Comment by ApolloFortyNine
1 year ago
If Zuck's obsession with VR isn't curiosity driven research than nothing is.
10 billion yearly losses for something that by all accounts isn't close to magically becoming profitable. It honestly just seems like something he thinks is cool and therefore dumps money in.
It's an example of Zuck's curiosity. When I refer to curiosity-driven research, I mean curiosity driven by the researchers, where the researchers themselves drive the research agenda, not management.
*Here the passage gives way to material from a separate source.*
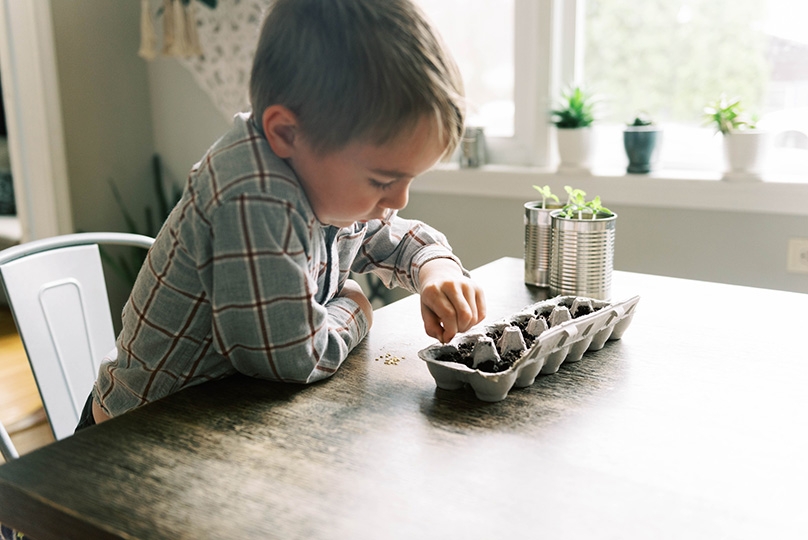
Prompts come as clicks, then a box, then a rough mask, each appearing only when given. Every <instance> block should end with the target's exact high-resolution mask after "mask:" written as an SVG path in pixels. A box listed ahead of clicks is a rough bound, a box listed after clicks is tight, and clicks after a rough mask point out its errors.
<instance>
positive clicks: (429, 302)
mask: <svg viewBox="0 0 808 540" xmlns="http://www.w3.org/2000/svg"><path fill="white" fill-rule="evenodd" d="M419 281H420V282H421V316H422V318H423V319H424V329H425V330H426V333H427V334H428V335H430V336H432V337H434V338H435V339H438V340H439V341H440V342H441V343H446V342H448V341H449V340H451V339H452V338H453V337H454V336H455V334H456V333H458V332H465V331H466V330H468V329H469V328H471V327H472V326H474V325H475V324H477V323H478V322H480V321H482V320H483V319H484V318H485V295H484V294H483V291H482V289H481V288H480V287H479V286H478V285H477V284H476V283H475V282H474V281H472V280H471V278H469V277H467V276H466V275H465V273H464V272H463V271H462V268H461V267H460V266H459V265H458V264H457V263H455V262H454V261H453V260H450V259H432V260H430V261H428V262H426V263H424V265H423V266H421V271H420V277H419Z"/></svg>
To be fair, though; Facebook, I mean, Meta is a publicly-traded company and if the shareholders get tired of not seeing any ROI from Meta's VR initiatives, then this could compel Zuck to stop. Even Zuck isn't free from business pressures if the funding is coming from Meta and not out of Zuck's personal funds.
Back to Bell Labs and Xerox PARC, my understanding of how they worked is that while management did set the overall direction, researchers were given very wide latitude when pursuing this direction with little to no pressure to deliver immediate results and to show that their research would lead to profits. Indeed, at one point AT&T was forbidden by the federal government from entering businesses outside of their phone business, and in the case of Xerox PARC, Robert Taylor was able to negotiate a deal with Xerox executives where Xerox's executives wouldn't meddle in the affairs of PARC for the first five years. (Once those five years ended, the meddling began, culminating with Bob Taylor's famous exit in 1983.)
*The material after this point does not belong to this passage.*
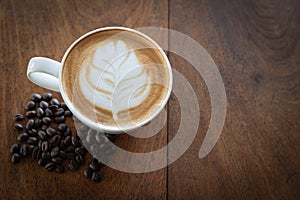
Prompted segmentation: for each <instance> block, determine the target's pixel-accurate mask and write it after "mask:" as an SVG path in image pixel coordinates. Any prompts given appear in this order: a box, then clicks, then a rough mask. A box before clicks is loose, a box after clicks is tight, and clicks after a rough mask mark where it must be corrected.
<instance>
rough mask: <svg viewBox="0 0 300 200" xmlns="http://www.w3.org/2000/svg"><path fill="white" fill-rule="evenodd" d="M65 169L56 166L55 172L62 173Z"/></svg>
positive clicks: (62, 165) (60, 166) (59, 165)
mask: <svg viewBox="0 0 300 200" xmlns="http://www.w3.org/2000/svg"><path fill="white" fill-rule="evenodd" d="M64 171H65V167H64V166H63V165H57V166H56V168H55V172H57V173H64Z"/></svg>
As far as I know, Mr. Zuckerberg still owns a controlling interest in Meta Platforms.
Since he has 57% of the votes, he can tell everyone to pound sand.
That's right. Research needs to be bottom-up.
Managers heard that too but dramatically misunderstood what that phrase means.
I mean at some point. You either have to find someone rich who has the same curiosity as you and wants to fund it, or fund it yourself.
Is patronage a thing that even really happens anymore?
I bet (litteraly, founded an xr game development company in february) xr/vr games will indeed became a mainstream gaming platform in the next 5 years, maybe even next year. If or when it become the case it may totally become as present as smartphone and replace a lot of monitors, especially if they succeed to reduce them as smartglasses like their totally are progressing to.
if it become the case, meta get 30% of the revenues associated with it.
If it does not, i'm pretty sure they can now make good smartphones and even have a dedicated os. I'm pretty sure they can find a way to make money with it.
A meta quest 3s in inself is an insane experience for 330€ and it's current main disadvantages for gaming are the lack of players and the catalogue size. Even using it as a main monitor with a bluetooth keyboard is "possible". I would have find it 'improbable' a few years ago even as an enthousiasth, i now could totally imagine a headset replacing my screen in a few years with a few improvements on.
What about Musk and push to reach Mars? While I haven't liked Musk from long ago, SpaceX has given some steely eyed rocket men/women a pretty successful playground.